Waterfall ejecuta un proyecto como una secuencia ordenada de fases: reunir todos los requisitos, luego diseñar todo el sistema, luego construirlo, luego probarlo, luego desplegarlo. Cada fase produce un documento aprobado y termina antes de que empiece la siguiente. El atractivo es obvio: conoces el plan, el coste y la fecha por adelantado, y todos están de acuerdo antes de escribir una línea de código.
Aún encaja legítimamente en cierto trabajo. Cuando el alcance es genuinamente fijo y bien entendido, cuando un regulador exige documentación y trazabilidad por adelantado, o cuando construyes hardware donde no puedes iterar barato después de cortar el metal, las fases secuenciales son el modelo honesto. Fingir que un proyecto así es “ágil” solo esconde el plan en lugar de eliminarlo.

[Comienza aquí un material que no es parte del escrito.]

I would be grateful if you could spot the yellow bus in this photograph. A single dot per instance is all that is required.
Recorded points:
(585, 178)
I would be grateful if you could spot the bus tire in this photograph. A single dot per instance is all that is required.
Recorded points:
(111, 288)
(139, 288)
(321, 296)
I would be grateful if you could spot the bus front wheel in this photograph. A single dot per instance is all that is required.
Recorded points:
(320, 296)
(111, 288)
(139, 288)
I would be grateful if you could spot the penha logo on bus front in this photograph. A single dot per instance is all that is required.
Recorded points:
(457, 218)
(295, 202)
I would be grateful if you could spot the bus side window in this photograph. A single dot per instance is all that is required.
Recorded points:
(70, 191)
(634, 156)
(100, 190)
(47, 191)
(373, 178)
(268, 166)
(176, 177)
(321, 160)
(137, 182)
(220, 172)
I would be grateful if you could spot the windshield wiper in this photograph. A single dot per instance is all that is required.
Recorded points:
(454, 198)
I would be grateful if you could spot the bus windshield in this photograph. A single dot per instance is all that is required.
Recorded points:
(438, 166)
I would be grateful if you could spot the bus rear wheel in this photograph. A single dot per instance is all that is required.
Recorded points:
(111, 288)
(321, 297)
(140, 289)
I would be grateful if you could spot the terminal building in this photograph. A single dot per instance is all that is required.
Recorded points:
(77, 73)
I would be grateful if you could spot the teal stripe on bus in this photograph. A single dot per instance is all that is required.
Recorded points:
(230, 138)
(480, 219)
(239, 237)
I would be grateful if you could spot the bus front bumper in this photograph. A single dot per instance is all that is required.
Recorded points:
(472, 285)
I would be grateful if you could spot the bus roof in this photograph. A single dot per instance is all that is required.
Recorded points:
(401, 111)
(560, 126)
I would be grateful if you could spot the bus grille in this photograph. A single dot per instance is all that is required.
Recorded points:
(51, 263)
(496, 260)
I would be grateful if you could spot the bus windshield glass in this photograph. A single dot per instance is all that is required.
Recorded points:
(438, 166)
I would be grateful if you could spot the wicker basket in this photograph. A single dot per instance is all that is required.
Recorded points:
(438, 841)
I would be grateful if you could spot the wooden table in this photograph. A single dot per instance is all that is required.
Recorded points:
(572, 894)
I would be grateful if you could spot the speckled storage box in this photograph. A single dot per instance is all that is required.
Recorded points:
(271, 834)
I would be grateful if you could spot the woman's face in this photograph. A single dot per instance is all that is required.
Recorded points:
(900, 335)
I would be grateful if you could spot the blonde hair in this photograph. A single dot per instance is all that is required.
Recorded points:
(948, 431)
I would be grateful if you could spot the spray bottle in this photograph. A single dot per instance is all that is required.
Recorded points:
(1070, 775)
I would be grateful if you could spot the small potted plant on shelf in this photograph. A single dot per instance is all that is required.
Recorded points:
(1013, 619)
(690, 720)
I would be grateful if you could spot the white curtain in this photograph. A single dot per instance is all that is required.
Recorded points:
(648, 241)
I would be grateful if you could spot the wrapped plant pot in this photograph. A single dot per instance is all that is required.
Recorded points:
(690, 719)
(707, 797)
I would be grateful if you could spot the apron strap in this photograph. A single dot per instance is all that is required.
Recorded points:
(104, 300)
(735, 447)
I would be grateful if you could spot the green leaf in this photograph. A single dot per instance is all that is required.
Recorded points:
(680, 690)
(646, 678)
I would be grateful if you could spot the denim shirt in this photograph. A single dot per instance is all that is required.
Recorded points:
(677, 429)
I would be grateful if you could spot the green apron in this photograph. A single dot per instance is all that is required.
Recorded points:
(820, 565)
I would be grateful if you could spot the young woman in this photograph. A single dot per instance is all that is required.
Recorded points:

Falla gravemente en el descubrimiento de producto. La suposición fatal es que puedes especificar el producto correcto por adelantado, antes de que ningún usuario lo haya tocado. Casi nunca puedes. Para cuando termina la fase de construcción, los requisitos reunidos meses antes son en parte erróneos, y Waterfall no tiene una forma barata de descubrirlo hasta la fase de prueba, cuando cambiar cualquier cosa es caro. Obtienes un producto que coincide con la especificación y se salta la necesidad.
La distinción honesta respecto a Agile: Waterfall concentra todas las decisiones al principio y apuesta a que son correctas. Agile reparte las decisiones a lo largo del trabajo y apuesta a que la retroalimentación temprana atrapará las equivocadas. Para cualquier cosa donde aún no sepas exactamente qué construir, esa apuesta favorece a Agile. Para cualquier cosa donde la respuesta sea genuinamente conocida y fija, la previsibilidad de Waterfall es una virtud, no un defecto.